We set off at 10:30 am, cycling slightly uphill. The road stayed like this until we reached the Col de Serra pass. The view of the West coast of the island was so amazing that we did not want to go downhill! Somewhere near Morsigia the road turned just excellent – stuck between the mountains and the sea, winding, narrow – simply breathtaking! We pulled over at a gas station, but it looked different from the ones we knew from Poland: there was a newsstand, souvenir shop, toilet, a few cafe tables on a porch in front of the building, while two petrol pumps standing at the roadside were totally inconspicuous.
On our way we saw a few buses passing one another on that narrow road. In my opinion those drivers were world champions. In the evening, around 2 km outside of Nonza, we saw a herd of cows grazing among cork oaks. We decided that it was a perfect place for our night roost, so we set up our tent in a secluded spot, far away from potential nosy parkers.

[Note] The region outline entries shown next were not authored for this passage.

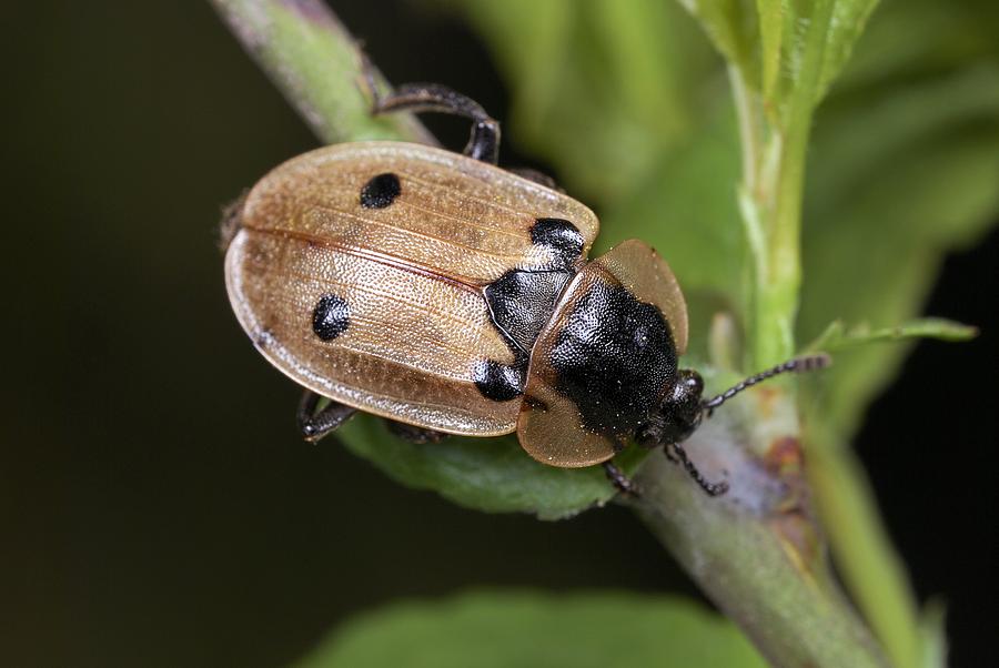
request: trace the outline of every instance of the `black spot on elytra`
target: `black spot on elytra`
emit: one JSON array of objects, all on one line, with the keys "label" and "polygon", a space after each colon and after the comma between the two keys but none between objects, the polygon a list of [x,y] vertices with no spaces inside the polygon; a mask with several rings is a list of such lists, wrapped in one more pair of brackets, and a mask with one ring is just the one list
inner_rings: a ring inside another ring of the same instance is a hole
[{"label": "black spot on elytra", "polygon": [[579,229],[561,217],[537,219],[531,226],[531,242],[552,249],[557,266],[566,269],[583,254]]},{"label": "black spot on elytra", "polygon": [[401,192],[398,176],[391,172],[379,174],[361,189],[361,205],[365,209],[385,209]]},{"label": "black spot on elytra", "polygon": [[351,325],[351,307],[335,294],[320,297],[312,312],[312,331],[323,341],[332,341]]},{"label": "black spot on elytra", "polygon": [[495,360],[483,360],[472,370],[472,378],[482,396],[494,402],[508,402],[524,392],[527,365],[508,366]]},{"label": "black spot on elytra", "polygon": [[567,271],[511,270],[486,287],[493,324],[516,345],[515,353],[526,355],[534,346],[572,276]]},{"label": "black spot on elytra", "polygon": [[576,404],[583,426],[609,437],[634,433],[676,382],[666,318],[620,285],[603,282],[573,307],[549,362],[555,389]]}]

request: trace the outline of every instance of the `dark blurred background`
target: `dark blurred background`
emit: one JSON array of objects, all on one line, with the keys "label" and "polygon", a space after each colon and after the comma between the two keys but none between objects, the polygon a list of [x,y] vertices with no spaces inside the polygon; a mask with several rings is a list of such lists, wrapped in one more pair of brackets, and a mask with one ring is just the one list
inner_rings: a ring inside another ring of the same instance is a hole
[{"label": "dark blurred background", "polygon": [[[333,4],[391,80],[504,118],[455,19]],[[215,224],[316,141],[206,2],[4,14],[0,666],[283,665],[354,611],[476,586],[698,596],[620,509],[483,515],[301,442],[297,389],[229,308]],[[997,247],[950,257],[927,306],[982,335],[920,344],[858,443],[955,666],[997,665]]]}]

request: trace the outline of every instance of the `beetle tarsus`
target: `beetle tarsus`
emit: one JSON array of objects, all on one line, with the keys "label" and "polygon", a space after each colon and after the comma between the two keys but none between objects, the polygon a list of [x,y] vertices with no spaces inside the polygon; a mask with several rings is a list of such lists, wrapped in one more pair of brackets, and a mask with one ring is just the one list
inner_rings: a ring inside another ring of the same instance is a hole
[{"label": "beetle tarsus", "polygon": [[447,434],[445,434],[444,432],[436,432],[434,429],[426,429],[424,427],[408,425],[404,422],[389,419],[387,417],[385,418],[385,425],[389,427],[389,431],[392,432],[393,435],[398,436],[403,441],[408,441],[410,443],[415,443],[417,445],[422,445],[424,443],[440,443],[447,437]]},{"label": "beetle tarsus", "polygon": [[299,402],[299,431],[302,433],[302,437],[310,443],[315,443],[329,435],[355,413],[354,408],[333,401],[316,413],[315,408],[322,398],[316,393],[306,389],[302,394],[302,401]]},{"label": "beetle tarsus", "polygon": [[638,485],[612,462],[604,462],[604,473],[607,474],[607,479],[609,479],[622,494],[634,496],[636,498],[642,496],[638,492]]},{"label": "beetle tarsus", "polygon": [[465,155],[490,164],[500,161],[500,121],[471,98],[440,83],[403,83],[395,92],[382,97],[371,72],[365,80],[372,95],[372,113],[389,111],[450,113],[472,121],[472,133],[465,146]]},{"label": "beetle tarsus", "polygon": [[687,472],[687,475],[689,475],[690,478],[708,494],[708,496],[722,496],[728,492],[728,483],[724,480],[720,483],[709,483],[700,470],[698,470],[697,466],[690,462],[690,457],[687,456],[687,451],[678,443],[667,444],[663,448],[663,452],[670,462],[680,464]]}]

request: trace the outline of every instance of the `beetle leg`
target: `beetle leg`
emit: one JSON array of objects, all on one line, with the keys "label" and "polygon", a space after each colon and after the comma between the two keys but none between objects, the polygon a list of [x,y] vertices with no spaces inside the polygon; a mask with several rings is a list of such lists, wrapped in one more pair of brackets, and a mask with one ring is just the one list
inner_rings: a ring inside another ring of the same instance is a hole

The cell phone let us down – its alarm clock failed to ring at 7 am, and our natural body clock woke us up at 8:00. Nonza was still ahead of us, up the hill. The views were so magnificent that we constantly felt like taking pictures instead of pedalling. The distinctive black colour of beaches near Nonza can be attributed to slate rock from the old mine near Canari. Nonza is a town miraculously attached to terraces cut into a steep slope. It prides itself on narrow houses covered with slate, steep and narrow stairs between the buildings, as well as secret passages and courtyards seemingly invisible at first glance. There is also a church, and a well-preserved tower that serves as an excellent vantage point, allowing to admire sheltered roof balconies.
We enjoyed a picturesque downhill ride all the way to Marine de Farinole. In St-Florent we came across a few Poles who had been exploring Corsica for the past dozen years. During a friendly chat they gave us some advice. At that time both myself and Igor thought: "How can they come back to the same place over and over again?!" Later on, as our expedition neared its end, we were sure that it is possible – Corsica is equally tempting in each season of the year!
We went to the harbour, sat on a bench and snacked among numerous yachts and boats. Cafe tables seemed to be fighting over every strip of the square around us. Those were our first days under the scorching Corsican sun. Obviously, with sweat streaming down our bodies we did not feel like sightseeing around the town or going to the citadel.